The reconstruction of complex three-dimensional structures such as the orbital cavity remains one of the major challenges in facial surgery. Fractures of the cheekbone (zygomatic bone), which forms the inferior and lateral margin of the orbit, account for about 40% of injuries in the facial skull region caused by trauma or accidents. This means that zygomatic bone fractures are the second most common type of fracture in the facial region.
Fractures affecting the orbit may not be noticed immediately by the patient. This is because the swelling can camouflage problems of a changed orbital geometry by keeping the eye in the correct position for some days. Only when the swelling subsides the effects of the facial fracture involving the eye socket become evident and the sensory perception changes so that double vision or restricted motility of the eye may be noticed.
The difficulty of reconstruction of the orbit increases with the number of fracture fragments. In the case of comminuted fractures, for example, with loss of anatomical landmarks, successful anatomical reconstruction is almost impossible without the use of state-of-the-art technology. One of the technological solutions developed for this purpose is computer-navigated surgery. In fact, this technique enables correct anatomical reconstruction even in case of complete comminution of bones. The information required for symmetrical reconstruction is gathered from the healthy side and mirrored to the injured side. By doing so the injured side can be reconstructed with meticulous attention to detail.

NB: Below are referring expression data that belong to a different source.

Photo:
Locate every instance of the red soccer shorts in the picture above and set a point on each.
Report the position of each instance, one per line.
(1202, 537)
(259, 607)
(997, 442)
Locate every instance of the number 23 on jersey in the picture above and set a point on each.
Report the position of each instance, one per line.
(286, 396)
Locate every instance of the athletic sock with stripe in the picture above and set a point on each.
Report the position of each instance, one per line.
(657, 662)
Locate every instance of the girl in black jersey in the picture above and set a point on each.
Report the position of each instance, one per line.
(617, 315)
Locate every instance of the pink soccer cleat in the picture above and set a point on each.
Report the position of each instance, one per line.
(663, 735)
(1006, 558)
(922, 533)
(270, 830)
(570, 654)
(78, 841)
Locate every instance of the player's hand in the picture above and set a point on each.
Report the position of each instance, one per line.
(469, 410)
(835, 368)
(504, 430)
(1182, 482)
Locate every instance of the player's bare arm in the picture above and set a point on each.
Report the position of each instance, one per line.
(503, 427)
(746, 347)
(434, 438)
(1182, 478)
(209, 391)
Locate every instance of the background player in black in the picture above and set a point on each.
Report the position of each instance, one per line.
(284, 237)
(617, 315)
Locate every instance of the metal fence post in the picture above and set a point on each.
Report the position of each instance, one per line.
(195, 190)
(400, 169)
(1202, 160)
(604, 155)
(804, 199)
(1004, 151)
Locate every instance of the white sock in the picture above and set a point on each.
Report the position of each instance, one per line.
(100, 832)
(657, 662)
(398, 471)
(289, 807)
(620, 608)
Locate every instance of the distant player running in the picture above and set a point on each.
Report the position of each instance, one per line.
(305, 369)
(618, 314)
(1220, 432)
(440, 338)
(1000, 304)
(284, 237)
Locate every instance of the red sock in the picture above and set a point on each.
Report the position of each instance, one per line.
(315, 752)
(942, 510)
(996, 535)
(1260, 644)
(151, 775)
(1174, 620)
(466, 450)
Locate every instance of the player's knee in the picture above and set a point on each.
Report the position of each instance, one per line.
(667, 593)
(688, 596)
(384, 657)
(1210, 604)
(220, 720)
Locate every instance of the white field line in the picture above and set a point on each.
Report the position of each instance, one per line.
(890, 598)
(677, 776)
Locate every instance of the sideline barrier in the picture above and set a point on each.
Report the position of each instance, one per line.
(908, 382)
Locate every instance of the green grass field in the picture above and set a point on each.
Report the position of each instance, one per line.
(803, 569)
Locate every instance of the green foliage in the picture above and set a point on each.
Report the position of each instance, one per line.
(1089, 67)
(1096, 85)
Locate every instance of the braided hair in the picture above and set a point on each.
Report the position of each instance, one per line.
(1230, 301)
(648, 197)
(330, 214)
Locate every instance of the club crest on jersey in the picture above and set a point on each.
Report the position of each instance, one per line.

Navigated surgery is also highly instrumental in the correction of fractures that have healed in a dislocated position. Slice imaging modalities (computed tomography, magnetic resonance imaging) help to identify the extent of the injury to enable patient-specific pre-operative detail planning and simulation of the eye socket reconstruction. As a result, it is possible to design an individual implant for corrective surgery, which may replace the broken floor or even several walls of the orbit.
Intraoperative position control by means of computer-assisted navigation is generally performed through a minimally invasive incision in a non-visible area. With this procedure, the risk of additional soft tissue damage is significantly reduced.